Pronta una nuova proposta di legge sul regolamento della professione dopo l'addio al Ddl Vicari

Un passo indietro rispetto al Ddl Vicari. Ma anche il tentativo di spingere al massimo il tasto delle competenze, senza invadere territori fuori portata, come le grandi costruzioni in zona sismica o in cemento armato. Il Consiglio nazionale dei geometri si prepara a presentare ufficialmente al suo prossimo congresso una nuova bozza di regolamento della professione. Con l'obiettivo di incardinarla in Parlamento durante la legislatura in partenza.
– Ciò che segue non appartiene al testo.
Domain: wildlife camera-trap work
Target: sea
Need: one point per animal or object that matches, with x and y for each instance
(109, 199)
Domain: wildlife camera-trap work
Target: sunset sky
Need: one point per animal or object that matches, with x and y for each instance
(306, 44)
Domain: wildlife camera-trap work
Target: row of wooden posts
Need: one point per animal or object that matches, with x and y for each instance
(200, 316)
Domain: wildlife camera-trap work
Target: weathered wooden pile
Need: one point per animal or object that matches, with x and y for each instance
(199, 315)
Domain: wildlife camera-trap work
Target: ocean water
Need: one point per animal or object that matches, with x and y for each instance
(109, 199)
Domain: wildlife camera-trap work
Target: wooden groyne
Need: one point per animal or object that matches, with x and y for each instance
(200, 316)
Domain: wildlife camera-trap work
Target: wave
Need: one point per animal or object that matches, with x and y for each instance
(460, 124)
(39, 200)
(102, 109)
Il testo cerca una soluzione di compromesso rispetto alla spinta espansiva degli scorsi mesi. Lo dice chiaramente il presidente del Cng, Fausto Savoldi: «Per noi è importante la collaborazione; vogliamo lavorare in maggiore connessione con le altre categorie». Così, sulla questione degli edifici in cemento armato, i geometri fanno un passo indietro. «In autonomia, in base al regolamento, potremo progettare solo edifici in muratura e muratura armata, senza invadere il campo degli ingegneri».
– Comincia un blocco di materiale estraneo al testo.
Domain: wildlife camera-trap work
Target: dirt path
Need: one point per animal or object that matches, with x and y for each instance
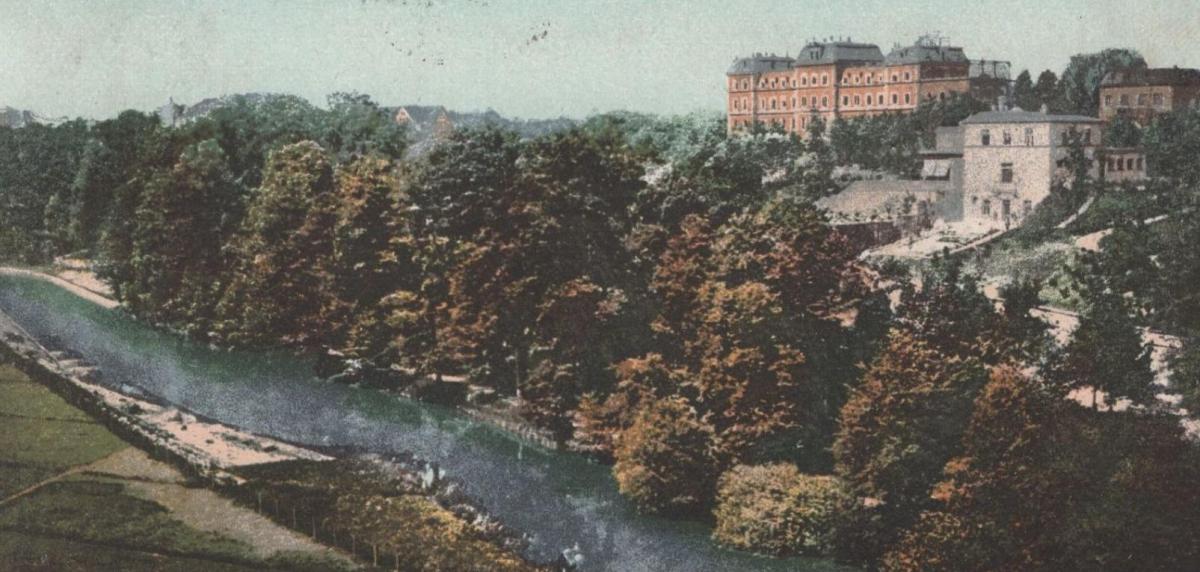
(202, 509)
Qualche piccolo affondo, invece, viene fatto sulla questione delle zone sismiche, riprendendo quasi letteralmente una formulazione che arriva direttamente dal Ddl Vicari. Ancora Savoldi: «Sotto i 5mila mc fuori terra, anche in zona sismica, potremo progettare, purché ci sia il calcolo strutturale di un ingegnere o di un architetto». Mentre per i geometri laureati «vengono previste competenze proporzionate al tipo di laurea». Sempre che il Parlamento approvi. «Appena avviata la nuova legislatura ci muoveremo con forza per portare avanti la bozza».